As the original instigator of the "annoy translators" meme and code, I 
should jump in here.  
There's clearly a distinction between icons and text, and the prior code 
(the quick TODO hacks) didn't do a good job of acknowledging that. 
In over 90% of cases, the en-US icon we choose *will* be appropriate for 
users in most or all other locales.  Always hiding the right choice behind a 
TODO icon is rude.  I apologize, and am quite relieved that Joaquín has 
added the necessary code to do the Right Thing.  Thanks.  
Strings are somewhat different, insofar as the en-US choice is almost always 
wrong.  The real question is what's the best way to bring specific instances 
of this to the attention of *anyone* who could fix the translation.  Sure we 
have a nice script on the website, but if that hasn't done the job, I'd be 
just as happy if user #43524 of the xx-YY version would know to step up and 
supply the fix.  
Hiding information behind a naked TODO is pretty rude here too, so we ought 
to be able to do better.  The reason I've disliked a totally transparent 
en-US fallback for strings is that it doesn't make clear that we *know* it's 
broken, and would prefer to have a fix.  
Which alternative do people feel strikes the right balance?
1.  silently fall back to en-US
-------------------------------
PROS:  doesn't annoy
CONS:  doesn't annoy, looks broken
2.  localized warning dialog on launch
--------------------------------------
PROS:  annoys once
CONS:  very annoying, not localized
3.  adding an explicit prefix to fallback strings
-------------------------------------------------
For example, you might run across a menu item that said "(en-US) Document" 
or "(translate) Document" instead of the localized "Documento" or whatever.  

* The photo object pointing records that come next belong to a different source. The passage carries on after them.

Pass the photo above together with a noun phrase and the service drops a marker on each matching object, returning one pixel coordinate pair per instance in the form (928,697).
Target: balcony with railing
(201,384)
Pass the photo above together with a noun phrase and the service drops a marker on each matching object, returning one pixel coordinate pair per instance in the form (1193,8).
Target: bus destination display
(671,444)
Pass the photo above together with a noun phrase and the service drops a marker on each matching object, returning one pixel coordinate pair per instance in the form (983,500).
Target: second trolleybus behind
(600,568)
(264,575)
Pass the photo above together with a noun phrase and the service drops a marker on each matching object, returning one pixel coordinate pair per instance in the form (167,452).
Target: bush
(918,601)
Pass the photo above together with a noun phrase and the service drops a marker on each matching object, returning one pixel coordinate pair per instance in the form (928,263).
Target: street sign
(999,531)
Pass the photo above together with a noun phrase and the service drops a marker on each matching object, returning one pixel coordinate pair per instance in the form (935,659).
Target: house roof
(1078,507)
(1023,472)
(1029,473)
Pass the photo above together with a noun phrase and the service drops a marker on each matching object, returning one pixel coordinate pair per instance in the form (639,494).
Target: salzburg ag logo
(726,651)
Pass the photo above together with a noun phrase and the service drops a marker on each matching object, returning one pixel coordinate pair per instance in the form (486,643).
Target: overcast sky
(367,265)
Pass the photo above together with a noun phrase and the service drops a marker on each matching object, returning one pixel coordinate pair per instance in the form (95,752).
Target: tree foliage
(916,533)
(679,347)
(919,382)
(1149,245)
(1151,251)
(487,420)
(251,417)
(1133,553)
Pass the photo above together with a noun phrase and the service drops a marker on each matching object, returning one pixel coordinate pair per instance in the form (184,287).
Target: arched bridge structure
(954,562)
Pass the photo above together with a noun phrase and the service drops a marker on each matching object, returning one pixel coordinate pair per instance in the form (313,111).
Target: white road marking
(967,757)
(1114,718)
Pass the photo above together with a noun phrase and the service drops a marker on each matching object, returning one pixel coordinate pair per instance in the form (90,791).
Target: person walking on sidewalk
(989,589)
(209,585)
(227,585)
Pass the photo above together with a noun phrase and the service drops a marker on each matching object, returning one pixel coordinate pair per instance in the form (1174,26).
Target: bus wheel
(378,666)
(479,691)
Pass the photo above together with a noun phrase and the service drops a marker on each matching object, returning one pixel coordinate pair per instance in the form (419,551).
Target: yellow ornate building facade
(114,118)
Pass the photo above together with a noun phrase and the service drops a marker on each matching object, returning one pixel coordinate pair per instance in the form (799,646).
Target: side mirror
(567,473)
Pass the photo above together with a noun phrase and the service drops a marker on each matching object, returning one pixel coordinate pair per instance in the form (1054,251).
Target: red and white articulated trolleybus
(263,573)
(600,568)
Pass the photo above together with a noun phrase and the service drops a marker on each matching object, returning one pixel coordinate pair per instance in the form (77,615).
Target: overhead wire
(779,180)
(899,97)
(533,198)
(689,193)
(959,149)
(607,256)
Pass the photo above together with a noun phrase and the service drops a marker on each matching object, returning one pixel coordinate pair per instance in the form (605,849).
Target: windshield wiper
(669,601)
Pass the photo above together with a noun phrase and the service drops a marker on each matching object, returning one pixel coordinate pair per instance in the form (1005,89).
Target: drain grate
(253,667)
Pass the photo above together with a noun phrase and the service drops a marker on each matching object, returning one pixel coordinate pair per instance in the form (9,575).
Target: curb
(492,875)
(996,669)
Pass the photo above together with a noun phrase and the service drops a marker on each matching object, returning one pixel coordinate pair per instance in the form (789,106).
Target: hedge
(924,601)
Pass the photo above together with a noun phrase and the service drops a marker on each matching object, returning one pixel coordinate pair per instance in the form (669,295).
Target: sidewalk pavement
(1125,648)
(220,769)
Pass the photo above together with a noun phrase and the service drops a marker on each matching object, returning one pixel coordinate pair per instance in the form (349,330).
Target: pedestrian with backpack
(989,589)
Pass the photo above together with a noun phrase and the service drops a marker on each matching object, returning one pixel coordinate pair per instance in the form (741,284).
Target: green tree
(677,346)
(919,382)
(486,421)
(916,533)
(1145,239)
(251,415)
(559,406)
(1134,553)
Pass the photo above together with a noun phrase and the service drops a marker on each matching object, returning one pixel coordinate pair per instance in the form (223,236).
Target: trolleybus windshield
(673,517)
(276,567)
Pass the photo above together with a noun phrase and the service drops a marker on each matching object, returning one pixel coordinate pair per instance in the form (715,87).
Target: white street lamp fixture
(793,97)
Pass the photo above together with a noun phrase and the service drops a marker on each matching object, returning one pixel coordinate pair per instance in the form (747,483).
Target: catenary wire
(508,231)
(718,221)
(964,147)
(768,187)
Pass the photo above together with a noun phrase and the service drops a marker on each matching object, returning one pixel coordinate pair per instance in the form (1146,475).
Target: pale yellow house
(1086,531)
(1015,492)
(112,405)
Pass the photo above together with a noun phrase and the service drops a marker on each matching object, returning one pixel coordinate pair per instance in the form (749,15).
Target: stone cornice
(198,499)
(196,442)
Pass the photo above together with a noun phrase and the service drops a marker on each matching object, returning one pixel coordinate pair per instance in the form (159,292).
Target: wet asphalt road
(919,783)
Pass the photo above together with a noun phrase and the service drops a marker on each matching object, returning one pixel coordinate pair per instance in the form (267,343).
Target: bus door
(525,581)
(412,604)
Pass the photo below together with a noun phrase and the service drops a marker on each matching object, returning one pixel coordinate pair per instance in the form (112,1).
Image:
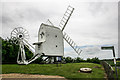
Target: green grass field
(69,70)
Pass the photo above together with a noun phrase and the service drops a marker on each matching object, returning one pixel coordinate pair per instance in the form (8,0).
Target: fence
(109,70)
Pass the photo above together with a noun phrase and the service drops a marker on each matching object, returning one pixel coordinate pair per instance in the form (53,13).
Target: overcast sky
(92,24)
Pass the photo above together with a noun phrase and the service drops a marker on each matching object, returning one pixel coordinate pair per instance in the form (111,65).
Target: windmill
(50,40)
(62,25)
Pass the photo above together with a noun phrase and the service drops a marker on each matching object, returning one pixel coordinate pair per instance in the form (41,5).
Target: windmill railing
(72,43)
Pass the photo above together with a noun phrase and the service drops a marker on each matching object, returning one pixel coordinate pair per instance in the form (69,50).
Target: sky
(92,24)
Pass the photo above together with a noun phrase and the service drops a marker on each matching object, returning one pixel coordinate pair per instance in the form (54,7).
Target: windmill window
(38,47)
(56,46)
(55,35)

PROS:  localized annoyance
CONS:  looks ugly, too
4.  something else
------------------
???
I still like the idea of a self-correcting process, where *one* fr-FR user 
will be sufficiently annoyed to supply the missing translation, but we don't 
piss off everyone else too much to achieve that result.  
Paul
PS:  I'm ashamed to admit that I'm not terribly sympathetic when folks with 
CVS access complain about gaps in the translations they use, instead of just 
fixing them.  That's totally en-US-centric of me, isn't it?